Checking your diffs

From DPWiki
Jump to navigation Jump to search
DP Official Documentation - Proofreading
Languages: English Français Italiano Español

Many DP volunteers check their diffs to see what changes have been made in later rounds. This can be a good way to learn what you're doing correctly and what you may need to change in your proofreading or formatting habits.

When are diffs available?

Your pages must have been proofed (or formatted) in the next round in order for you to see what changes were made. For some short, popular projects it may only take a few days, but more often it takes weeks or even months. In addition, the release queues for some rounds are quite long, so the project may wait for quite a while before it is released into the next round. Because of this, it's generally impossible to know how long it will be before you can see the diffs.

To receive an alert when the project reaches the next round or rounds, subscribe to Event Subscriptions. Go to the project page, check the appropriate box or boxes, and then select Update Event Subscriptions.

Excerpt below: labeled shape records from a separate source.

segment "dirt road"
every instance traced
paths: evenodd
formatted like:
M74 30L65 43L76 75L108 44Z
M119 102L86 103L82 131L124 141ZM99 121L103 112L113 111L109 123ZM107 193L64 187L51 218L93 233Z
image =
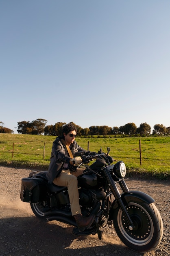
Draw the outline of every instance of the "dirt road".
M130 189L142 191L156 201L164 226L162 241L155 251L142 254L131 250L119 240L112 225L97 235L78 236L73 227L35 217L29 204L20 199L21 179L30 171L0 166L0 256L153 256L170 255L170 182L126 179Z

Note: due to the potential delay in seeing your diffs, if you want feedback more quickly you should post in the project thread or send a Private Message to dp-feedback.

How to access your diffs

You can access your diffs one project at a time by going to the project page, or get to the diffs for multiple projects using the special "reviewing work" page. Each of these methods is explained below.

Via the project page

To look at your diffs for a particular project, first you need to go to the Project Page. There are multiple ways of doing this:

  • At the top of a DP page (such as the Activity Hub or the P1 page), click on My Projects. Find the project that you want, and click on the title.
  • If you know which round the project is currently in, go to the page for that round (via the Activity Hub). Find the project, and click on the title.
  • Click on the Project Search link at the top of a DP page, and then search for the title, author, or other information. In the search results, click on the title.

Once on the Project Page, click on one of these links in order to view the Page Details for the project:

  • Images, Pages Proofread, & Differences: shows details for all the pages in the project
  • Just my pages: shows only your DONE and IN PROGRESS pages in the project. This is usually the most efficient option to use for viewing your diffs.
  • Detail Level 4 (link at the top and bottom of the Project Page): shows the project's Page Details below the Project Comments on the Project Page

Via the "Reviewing Work" page

This page allows you to get to your diffs from a particular round across multiple projects more easily. For the "Work Round", select the round that you worked in; "Review Round" should be one round later. "Max days" allows you to choose how long ago to include, and if you enter a number greater than zero for "Max diffs to show" then you'll get direct links to some of your diffs on the projects.

Once you've selected the options, press the Search button to pull up a list of projects that you worked on in the "Work Round" during the time period you selected. Each title is a link to your "Just my pages" page for that project.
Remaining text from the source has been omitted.